When I got the call that we had gotten into Sundance, it was a surreal set of emotions. I was relieved, overwhelmed, excited, proud. But also, I reflected on how long it took to get here. Egotistically, I had pictured this moment coming a lot earlier in my life, say when I was 25 years old and my family was still intact and I could call up my dad and have him be proud of me. It also felt unimportant, in a way. Like, this acceptance didn’t mean anything really. It didn’t mean my life was going to change, it didn’t mean I had “made it.” The chances that our movie would sell and get seen and liked were still small. And even if it did, we’d tell ourselves that’s not why we do this.

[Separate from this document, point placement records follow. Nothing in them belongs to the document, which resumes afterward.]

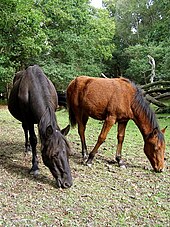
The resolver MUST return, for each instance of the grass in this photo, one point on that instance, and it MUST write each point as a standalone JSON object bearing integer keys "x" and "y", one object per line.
{"x": 104, "y": 195}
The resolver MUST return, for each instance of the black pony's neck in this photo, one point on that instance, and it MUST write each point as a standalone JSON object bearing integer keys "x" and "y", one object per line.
{"x": 47, "y": 119}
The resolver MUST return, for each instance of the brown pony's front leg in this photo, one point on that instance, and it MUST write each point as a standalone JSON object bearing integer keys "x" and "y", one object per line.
{"x": 81, "y": 131}
{"x": 120, "y": 138}
{"x": 105, "y": 129}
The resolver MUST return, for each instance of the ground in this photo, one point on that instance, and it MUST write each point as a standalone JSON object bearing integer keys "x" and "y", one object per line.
{"x": 104, "y": 195}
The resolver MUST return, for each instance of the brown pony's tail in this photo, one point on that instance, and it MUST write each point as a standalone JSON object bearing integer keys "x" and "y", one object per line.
{"x": 70, "y": 101}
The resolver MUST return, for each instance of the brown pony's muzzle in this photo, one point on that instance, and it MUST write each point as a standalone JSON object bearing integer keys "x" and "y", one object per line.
{"x": 65, "y": 182}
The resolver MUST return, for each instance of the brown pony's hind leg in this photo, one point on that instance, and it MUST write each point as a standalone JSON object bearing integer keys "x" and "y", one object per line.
{"x": 109, "y": 122}
{"x": 81, "y": 131}
{"x": 120, "y": 138}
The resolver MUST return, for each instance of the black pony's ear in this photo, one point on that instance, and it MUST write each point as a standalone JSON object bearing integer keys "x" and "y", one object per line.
{"x": 49, "y": 131}
{"x": 164, "y": 129}
{"x": 65, "y": 130}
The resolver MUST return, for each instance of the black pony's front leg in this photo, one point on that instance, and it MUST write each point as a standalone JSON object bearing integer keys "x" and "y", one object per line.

For the past several summers, Albert has invited a group of friends to go tubing and hang out for a weekend in the country. I usually spend a lot of time floating on my tube alone, behind or in front of everyone else, just appreciating the slowness and quiet of the lazy river. I’ll just lie there and look up at the trees, or notice the time it takes to reach an overpass, or a bend in the river. And eventually I’ll return to the group, and somebody will set up a bottle across the river, and we’ll throw rocks until we hit it. It takes a while. I guess that’s the fun of it.